Ein Toter und vier Schwerverletzte bei Kesselexplosion in der Montebello-Destillerie auf Guadeloupe
Am Freitagmorgen explodierte ein Kessel in der Montebello-Rumdestillerie in Petit-Bourg auf Guadeloupe. Dabei kam ein Mann in den Fünfzigern ums Leben, vier weitere erlitten schwere Verbrennungen und Knochenbrüche, zwei von ihnen schweben in Lebensgefahr.
Die Explosion
Am Freitag, den 24. Juli, gegen 8:30 Uhr Ortszeit (14:30 Uhr in Paris) explodierte ein Kessel in der Montebello-Rumdestillerie in Petit-Bourg, einer Gemeinde auf der Insel Basse-Terre in der französischen Überseeregion Guadeloupe. Die Destillerie liegt etwa 45 Kilometer von Basse-Terre, der Verwaltungshauptstadt des Archipels, entfernt. Die Explosion löste kein Feuer aus, verursachte jedoch erhebliche strukturelle Schäden.

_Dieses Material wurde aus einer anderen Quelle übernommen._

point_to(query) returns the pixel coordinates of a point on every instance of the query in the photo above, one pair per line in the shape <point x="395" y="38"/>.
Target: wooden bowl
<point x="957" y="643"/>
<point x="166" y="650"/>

Das Dach der Destillerie wurde durch die Wucht der Explosion aufgerissen, und Betonblöcke wurden auf benachbarte Häuser geschleudert, so ein Gendarm vor Ort. Ein anwesender AFP-Journalist beschrieb den Geruch von Verbrennung und Rum, während Bagasse (die trockene faserige Rückstände von zerkleinertem Zuckerrohr) im Wind wirbelte. Bagasse, die trockene faserige Rückstände nach dem Zerkleinern von Zuckerrohr, wird in Rumdestillerien häufig als Biokraftstoff verwendet. Die Explosion ereignete sich am Morgen, die Opferzahl wurde am Nachmittag korrigiert.
Opfer und Rettung
Eine Person starb, vier weitere wurden schwer verletzt. Der Verstorbene war ein Mann in den Fünfzigern, der seit eineinhalb Jahren in der Destillerie beschäftigt war, sagte Samuel Cerol, der Generaldirektor des Werks. Die verletzten Opfer erlitten schwere Verbrennungen und Knochenbrüche. Einer von ihnen befand sich in einem Herz-Kreislauf-Stillstand, konnte aber erfolgreich wiederbelebt werden, sagte Feuerwehrkommandant Thierry Falémé gegenüber AFP. Er hatte zunächst fünf Schwerverletzte gemeldet. Am Nachmittag korrigierte die stellvertretende Staatsanwältin von Pointe-à-Pitre, Alexandra Onfray, die Opferzahl und bestätigte einen Toten und zwei Verletzte mit lebensbedrohlichen Prognosen.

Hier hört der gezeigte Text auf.